This article first appeared in Haaretz on 9 May, 2008
Nothing smacks more of a "clash of civilizations" than the classic Greek-Persian confrontation of antiquity. That's what they tell us, anyway. Because soon after the clash, it turned into something that was more akin to an amalgamation of civilizations, with the emergence of a new, multicultural environment that influenced, if not outright dominated, much of the Euro- Mediterranean world until the Church and Christianity became official organs of empire.
Fast forward to April 13, 2008: Iran's National Library held a ceremony inaugurating a Greek section and commemorating Nikos Kazantzakis - of "Zorba the Greek" fame - who died 50 years ago. The event, co-sponsored by the Greek Embassy in Tehran, was attended by a number of Iranian officials. Evangelos Venetis, a Greek scholar on Iran who presented a paper on Kazantzakis at the event, told me that, "Iranians consider his works a treasury of freedom literature, and that is why he is highly respected not only by the academic elite in Iran, but also among other strata of Iranian society, including politicians and bureaucrats."
Undoubtedly, Kazantzakis, because of the breadth of his work and his thirst for answers to existential questions, means different things to different readers. Hence, it's little surprise there are Iranians who find his works appealing. But there is a difference between individual Iranians deciding on the importance of a particular message in the work of Kazantzakis, and the Islamic Republic of Iran offering official recognition of a figure as controversial as he. Indeed, the choice of Kazantzakis over other Greek authors is ironic, but perhaps it is also reflective of the paradox that is Iran.

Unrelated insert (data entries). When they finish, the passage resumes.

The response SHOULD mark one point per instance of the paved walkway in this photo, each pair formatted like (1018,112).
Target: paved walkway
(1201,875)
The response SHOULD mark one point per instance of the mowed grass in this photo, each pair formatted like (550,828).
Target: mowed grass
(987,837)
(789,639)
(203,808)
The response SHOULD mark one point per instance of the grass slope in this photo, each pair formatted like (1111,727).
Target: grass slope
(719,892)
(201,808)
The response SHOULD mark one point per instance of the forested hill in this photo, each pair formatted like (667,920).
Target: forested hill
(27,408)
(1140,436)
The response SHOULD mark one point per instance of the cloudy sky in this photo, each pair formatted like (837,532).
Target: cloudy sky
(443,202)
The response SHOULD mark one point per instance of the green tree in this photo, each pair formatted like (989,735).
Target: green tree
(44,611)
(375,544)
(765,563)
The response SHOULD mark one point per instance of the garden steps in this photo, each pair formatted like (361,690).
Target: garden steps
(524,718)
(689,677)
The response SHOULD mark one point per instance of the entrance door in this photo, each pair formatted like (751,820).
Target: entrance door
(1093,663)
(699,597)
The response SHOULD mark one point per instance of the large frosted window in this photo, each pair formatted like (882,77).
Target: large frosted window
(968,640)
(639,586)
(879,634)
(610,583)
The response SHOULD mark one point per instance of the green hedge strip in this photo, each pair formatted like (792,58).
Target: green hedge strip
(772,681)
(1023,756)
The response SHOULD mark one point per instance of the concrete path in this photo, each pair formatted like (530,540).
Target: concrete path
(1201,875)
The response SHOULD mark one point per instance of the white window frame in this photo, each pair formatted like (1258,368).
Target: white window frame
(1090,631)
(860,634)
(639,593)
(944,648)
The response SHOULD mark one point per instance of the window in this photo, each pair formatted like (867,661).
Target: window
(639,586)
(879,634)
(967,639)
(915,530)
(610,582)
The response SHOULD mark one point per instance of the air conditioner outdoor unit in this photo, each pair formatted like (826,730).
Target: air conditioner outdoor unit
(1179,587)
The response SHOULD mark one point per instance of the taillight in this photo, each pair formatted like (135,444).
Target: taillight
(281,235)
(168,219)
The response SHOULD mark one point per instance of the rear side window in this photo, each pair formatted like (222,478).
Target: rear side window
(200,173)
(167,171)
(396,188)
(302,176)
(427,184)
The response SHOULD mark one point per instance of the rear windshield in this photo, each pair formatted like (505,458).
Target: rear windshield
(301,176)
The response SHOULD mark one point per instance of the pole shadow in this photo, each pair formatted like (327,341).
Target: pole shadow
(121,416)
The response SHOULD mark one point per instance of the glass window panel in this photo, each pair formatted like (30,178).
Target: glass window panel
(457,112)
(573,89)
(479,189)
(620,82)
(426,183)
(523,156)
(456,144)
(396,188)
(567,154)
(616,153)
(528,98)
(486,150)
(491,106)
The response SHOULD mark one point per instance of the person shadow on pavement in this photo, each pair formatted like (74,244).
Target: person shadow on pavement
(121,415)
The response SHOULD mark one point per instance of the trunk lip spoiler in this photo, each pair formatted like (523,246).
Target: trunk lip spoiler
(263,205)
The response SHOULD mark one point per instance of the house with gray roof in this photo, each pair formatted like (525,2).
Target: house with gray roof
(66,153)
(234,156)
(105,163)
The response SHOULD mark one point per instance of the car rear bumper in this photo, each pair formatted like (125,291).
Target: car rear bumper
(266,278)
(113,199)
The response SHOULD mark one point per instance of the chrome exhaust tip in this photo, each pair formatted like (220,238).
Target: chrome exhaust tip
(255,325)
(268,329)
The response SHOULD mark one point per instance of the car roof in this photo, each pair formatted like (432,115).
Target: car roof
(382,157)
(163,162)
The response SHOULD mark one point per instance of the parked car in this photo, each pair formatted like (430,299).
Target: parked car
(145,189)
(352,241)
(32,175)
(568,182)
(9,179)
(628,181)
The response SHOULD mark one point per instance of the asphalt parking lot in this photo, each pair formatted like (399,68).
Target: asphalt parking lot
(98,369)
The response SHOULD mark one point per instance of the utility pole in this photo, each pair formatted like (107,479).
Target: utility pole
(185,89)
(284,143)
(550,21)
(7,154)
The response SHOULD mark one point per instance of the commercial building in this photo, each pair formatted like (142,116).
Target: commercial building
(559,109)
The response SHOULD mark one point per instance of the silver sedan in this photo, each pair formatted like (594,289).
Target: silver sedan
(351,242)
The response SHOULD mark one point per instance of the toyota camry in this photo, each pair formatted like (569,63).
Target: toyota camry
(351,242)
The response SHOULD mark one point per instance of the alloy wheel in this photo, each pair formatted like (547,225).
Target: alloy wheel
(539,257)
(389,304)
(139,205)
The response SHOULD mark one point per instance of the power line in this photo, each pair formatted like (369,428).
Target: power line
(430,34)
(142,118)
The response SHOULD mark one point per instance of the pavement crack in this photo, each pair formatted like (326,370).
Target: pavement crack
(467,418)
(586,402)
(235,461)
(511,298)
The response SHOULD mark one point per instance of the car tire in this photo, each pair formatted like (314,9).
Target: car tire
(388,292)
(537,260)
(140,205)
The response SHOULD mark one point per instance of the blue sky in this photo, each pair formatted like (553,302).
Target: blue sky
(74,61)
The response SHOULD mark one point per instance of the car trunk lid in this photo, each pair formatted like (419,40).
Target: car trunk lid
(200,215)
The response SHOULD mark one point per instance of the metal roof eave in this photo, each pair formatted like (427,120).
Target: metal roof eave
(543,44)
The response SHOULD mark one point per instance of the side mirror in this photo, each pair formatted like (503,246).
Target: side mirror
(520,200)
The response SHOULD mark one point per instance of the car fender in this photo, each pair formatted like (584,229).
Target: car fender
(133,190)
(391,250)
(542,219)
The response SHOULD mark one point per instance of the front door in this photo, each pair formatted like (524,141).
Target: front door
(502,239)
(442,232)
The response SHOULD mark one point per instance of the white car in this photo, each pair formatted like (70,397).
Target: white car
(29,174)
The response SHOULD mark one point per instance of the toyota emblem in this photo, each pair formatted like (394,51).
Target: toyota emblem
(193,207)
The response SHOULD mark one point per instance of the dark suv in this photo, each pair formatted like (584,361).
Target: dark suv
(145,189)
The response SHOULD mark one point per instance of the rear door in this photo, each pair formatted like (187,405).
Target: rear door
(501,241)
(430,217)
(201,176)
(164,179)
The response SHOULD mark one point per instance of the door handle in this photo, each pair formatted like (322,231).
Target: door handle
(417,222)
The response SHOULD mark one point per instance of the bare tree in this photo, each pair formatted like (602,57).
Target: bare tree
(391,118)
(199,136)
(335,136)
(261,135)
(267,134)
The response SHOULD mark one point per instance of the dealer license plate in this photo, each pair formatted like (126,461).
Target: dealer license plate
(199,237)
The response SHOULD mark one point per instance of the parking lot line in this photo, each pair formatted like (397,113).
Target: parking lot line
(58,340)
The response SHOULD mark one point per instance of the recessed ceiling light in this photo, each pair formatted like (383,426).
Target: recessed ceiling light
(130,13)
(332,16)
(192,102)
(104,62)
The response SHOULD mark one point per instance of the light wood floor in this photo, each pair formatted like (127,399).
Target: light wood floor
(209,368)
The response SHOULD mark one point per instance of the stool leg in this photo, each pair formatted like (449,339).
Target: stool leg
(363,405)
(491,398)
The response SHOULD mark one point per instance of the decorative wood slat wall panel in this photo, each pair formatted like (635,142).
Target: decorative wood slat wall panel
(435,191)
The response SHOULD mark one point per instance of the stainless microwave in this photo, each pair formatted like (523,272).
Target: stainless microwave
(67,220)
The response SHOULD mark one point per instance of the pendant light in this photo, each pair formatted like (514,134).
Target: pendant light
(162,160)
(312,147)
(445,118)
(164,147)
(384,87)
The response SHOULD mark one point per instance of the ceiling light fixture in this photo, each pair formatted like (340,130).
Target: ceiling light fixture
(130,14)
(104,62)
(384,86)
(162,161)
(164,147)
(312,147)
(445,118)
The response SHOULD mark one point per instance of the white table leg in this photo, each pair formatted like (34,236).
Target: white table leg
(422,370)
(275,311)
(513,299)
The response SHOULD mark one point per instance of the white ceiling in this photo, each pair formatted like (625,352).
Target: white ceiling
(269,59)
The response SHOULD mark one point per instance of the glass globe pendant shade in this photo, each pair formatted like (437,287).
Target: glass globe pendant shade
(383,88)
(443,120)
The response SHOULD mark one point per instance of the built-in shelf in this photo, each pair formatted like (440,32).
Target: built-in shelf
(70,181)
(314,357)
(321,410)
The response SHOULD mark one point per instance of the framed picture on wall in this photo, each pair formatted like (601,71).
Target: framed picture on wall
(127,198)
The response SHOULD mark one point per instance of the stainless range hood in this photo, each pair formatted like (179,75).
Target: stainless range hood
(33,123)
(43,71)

Kazantzakis is not just any author - not in Greece, and certainly not for a theocracy like Iran. He was passed over by the Nobel selection committee in 1956 because of the controversy his work had stirred, particularly among conservatives and church elements. He is probably one of a handful of writers to have managed to enter the proverbial "black books" of both the Catholic and the Orthodox Churches - the latter went so far as to excommunicate him. He toyed with communism, but was sufficiently self-aware to see the real face of the Bolshevik revolution, and turned his back on it in the 1920s, though he never relinquished his empathy for the common man.
Just as he explored political philosophies, Kazantzakis delved into religions - challenging clergy and placing more faith in man than he did in any God. Indeed, he wrestled with God to the point where he did not hesitate to place God in man's shoes, faced with man's temptations, suffering and anxieties. Most of all, Kazantzakis was obsessed with freedom, and recognizing the myriad chains that bound humanity, be they in the form of basic daily needs, social mores or religious authority, he struggled to find solutions. More than anything else, then, Kazantzakis was a humanist - praised by the likes of Albert Camus, Thomas Mann and Albert Schweitzer.
It is easy to criticize the Iranian state for its oppressive policies. The Iranian people have never had much freedom, whether under shahs or mullahs. And so, the decision to commemorate Kazantzakis is not only curious, but perhaps even hopeful. Mahmud Fazeli, Iran's charge d'affaires in Athens, wrote an introduction for the event that was quoted extensively in Iran's English media. The diplomat, clearly aware of the paradox entailed in honoring Kazantzakis, valiantly tried to avoid having to explain how an author notorious for his criticism of the clergy could be officially accepted by a state that is ruled by clerics. Even though Venetis qualifies the anti-clericalism of Kazantzakis as not being absolute, he acknowledges that "the fact that this event took place under the most official Iranian academic patronage clearly shows that reality is much more complicated in Iran."
Fazeli opted to attribute to Kazantzakis the broadest possible cultural and philosophical traits. He wrote that "although many remember Kazantzakis for his banned book 'The Last Temptation of Christ,' his world is not confined to a book or a certain line of thought." He described him as believing that man is "on a permanent odyssey" in search of God. For those who "regard him as a Christian," Fazeli says they are missing the complexity of the author: "Simultaneously or consecutively, he has been a Christian, an irreligious person, an anarchist, a humanist and a stoic."
Is there a message here we may all be missing about Iran? As Fazeli tried to explain about Kazantzakis, whose works he said "sometimes contradict each other," Iran is a paradox, too. In a recent article on elections in Iran, U.S.-based sociologist Ahmad Sadri says that although Iran may not be a liberal democracy, it is "a representative democracy grafted onto a theocracy." Referring to the Islamic Republic as "a unique specimen," he predicts an emergence of a stronger democracy in Iran, and in one scenario, "the increasing ceremonialization of theocracy," which he considers likely if radical destabilization in the country is to be avoided.
Perhaps by then, the response Kazantzakis gave to his critics in the church may also be heeded by the powers that be in Iran: "You gave me a curse, holy fathers, I give you a blessing: May your conscience be as clear as mine and may you be as moral and religious as I."